Virtual environments

It’s a good idea to run the exercises in a virtual environment. This way you avoid conflicts between the dependencies for difference exercises and your project.

We recommend using conda on Triton. Note that you need to run source activate and not conda activate.

    module load miniconda
    conda create -n ENV_NAME python pip
    source activate ENV_NAME
    pip install -r requirements

We recommend using conda on Triton. Note that you need to run source activate and not conda activate.

    module load Miniconda3
    conda create -n ENV_NAME python pip
    source activate ENV_NAME
    pip install -r requirements

On CSC clusters, you can use pip-containerize to create a container for the virtual environment.

    module purge
    module load tykky
    mkdir MyEnv
    pip-containerize new --prefix MyEnv requirements.txt
    export PATH="$PWD/MyEnv/bin:$PATH"

Exercise 1.1

Try to reproduce the results from How to choose the number of cores by timing a series of runs using the example code on your cluster.

Exercise 1.2 (optional)

Apply the methodology from How to choose the number of cores by timing a series of runs to your own code to find the optimal number of cores to use.

Exercise 1.3

Try to reproduce the results from Measuring and choosing the right amount of memory using the example code on your cluster.

Exercise 1.4 (optional)

Apply the methodology from Measuring and choosing the right amount of memory to your own code to find how much memory it uses.

Exercise 2.1

This code runs a parameter search with a fast simulation step. The function simulate runs on GPUs and is very fast. How would you improve the I/O performance of this code?

for parameter in parameters:
    for datafile in datafiles:
        with open(datafile) as f:
            data = f.read()

        result = simulate(data, parameter)
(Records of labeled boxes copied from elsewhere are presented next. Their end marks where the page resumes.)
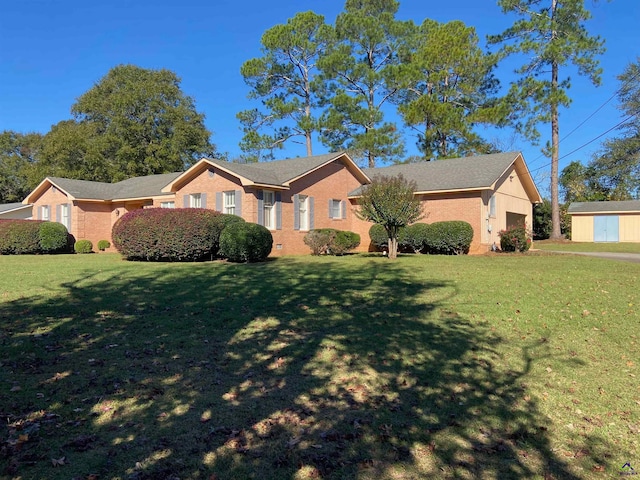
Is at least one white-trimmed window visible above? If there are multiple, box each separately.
[60,203,71,230]
[489,195,496,218]
[329,199,342,218]
[262,190,276,230]
[189,193,202,208]
[298,195,309,230]
[224,192,236,215]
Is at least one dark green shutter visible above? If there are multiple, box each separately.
[236,190,242,217]
[276,192,282,230]
[258,190,264,226]
[293,193,300,230]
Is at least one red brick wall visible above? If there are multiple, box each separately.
[351,192,488,254]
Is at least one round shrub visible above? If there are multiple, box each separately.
[219,222,273,262]
[0,220,44,255]
[111,208,221,262]
[369,223,389,250]
[98,240,111,252]
[38,222,69,253]
[426,220,473,255]
[398,223,431,253]
[498,225,531,252]
[73,240,93,253]
[329,230,360,255]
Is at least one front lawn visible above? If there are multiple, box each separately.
[0,253,640,480]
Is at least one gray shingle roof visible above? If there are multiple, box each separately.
[0,202,31,213]
[48,173,180,200]
[349,152,519,196]
[568,200,640,213]
[209,152,350,186]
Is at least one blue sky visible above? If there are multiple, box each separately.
[0,0,640,191]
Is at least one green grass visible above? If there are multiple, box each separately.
[0,253,640,480]
[534,240,640,253]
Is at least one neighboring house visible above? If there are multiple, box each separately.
[0,203,33,220]
[24,153,541,256]
[567,200,640,242]
[350,152,542,253]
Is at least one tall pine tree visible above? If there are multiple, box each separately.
[489,0,604,238]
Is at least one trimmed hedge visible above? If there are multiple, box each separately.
[111,208,221,262]
[304,228,360,255]
[219,222,273,262]
[73,240,93,253]
[498,225,531,252]
[0,220,69,255]
[212,213,245,256]
[98,240,111,252]
[398,223,431,253]
[426,220,473,255]
[369,223,429,253]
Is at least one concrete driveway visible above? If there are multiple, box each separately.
[543,250,640,263]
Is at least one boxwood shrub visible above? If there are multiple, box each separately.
[398,223,431,253]
[426,220,473,255]
[498,225,531,252]
[111,208,221,262]
[304,228,360,255]
[39,222,73,253]
[369,223,429,253]
[73,240,93,253]
[219,222,273,262]
[0,219,69,255]
[212,213,245,256]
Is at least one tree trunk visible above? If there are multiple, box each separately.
[551,0,562,239]
[389,236,398,259]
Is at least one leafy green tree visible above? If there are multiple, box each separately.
[489,0,604,238]
[397,19,507,160]
[237,11,331,160]
[41,65,215,182]
[318,0,411,167]
[589,58,640,200]
[356,175,423,258]
[0,130,42,203]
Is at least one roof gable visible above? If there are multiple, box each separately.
[162,152,370,192]
[349,152,542,203]
[22,173,180,203]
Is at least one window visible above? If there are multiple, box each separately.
[298,195,309,230]
[329,200,342,218]
[224,192,236,215]
[60,203,71,230]
[189,193,202,208]
[489,195,496,218]
[262,190,276,230]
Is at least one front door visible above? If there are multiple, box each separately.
[593,215,619,242]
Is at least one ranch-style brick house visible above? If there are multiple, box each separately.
[23,152,541,256]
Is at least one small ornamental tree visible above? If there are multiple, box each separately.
[356,175,422,258]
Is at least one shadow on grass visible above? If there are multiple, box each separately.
[0,258,604,479]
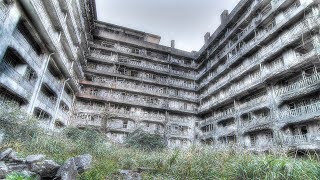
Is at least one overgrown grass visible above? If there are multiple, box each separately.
[0,103,320,180]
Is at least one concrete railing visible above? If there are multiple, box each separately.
[0,62,34,96]
[31,0,71,71]
[88,66,196,89]
[52,0,78,60]
[38,92,57,111]
[82,90,196,113]
[76,104,165,123]
[276,73,320,96]
[46,70,62,94]
[91,52,196,78]
[281,102,320,119]
[13,30,43,69]
[200,0,317,87]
        with open('results.json', 'a') as f:
            f.write(json.dumps(result))

Exercise 2.2

Find an example machine learning training script in https://github.com/coderefinery/CIFAR100_example. The data used is small enough to run on most systems, and the workflow is not especially problematic from I/O perspectice.

You are preparing to use the workflow for a significantly larger dataset. What should you take into account?
Count the number of file operations in a single epoch.
Study the code and find where the file operations actually happen. Can you improve the workflow to reduce load on the disk. Does this improve performance?

Exercise 2.3

Use dd to generate a large file. Try this on you local machine and on an HPC system. Which is faster? When would the HPC system be slower than a desktop?

Exercise 2.4: Meteorological data processing

Find an example meteorological data processing pipeline at https://github.com/coderefinery/meteorological-data-processing-exercise.

Read the instructions in the readme and generate example data.
Research commonly used data types for this type of data.
When does the process load data? How would you study possible I/O issues?
Can you improve data handling in the code?

Exercise X: Bring your own code and issues

Study I/O patterns in your own code. How much time does your code spend waiting for I/O? Is this a significant portion of the time? How can you improve this?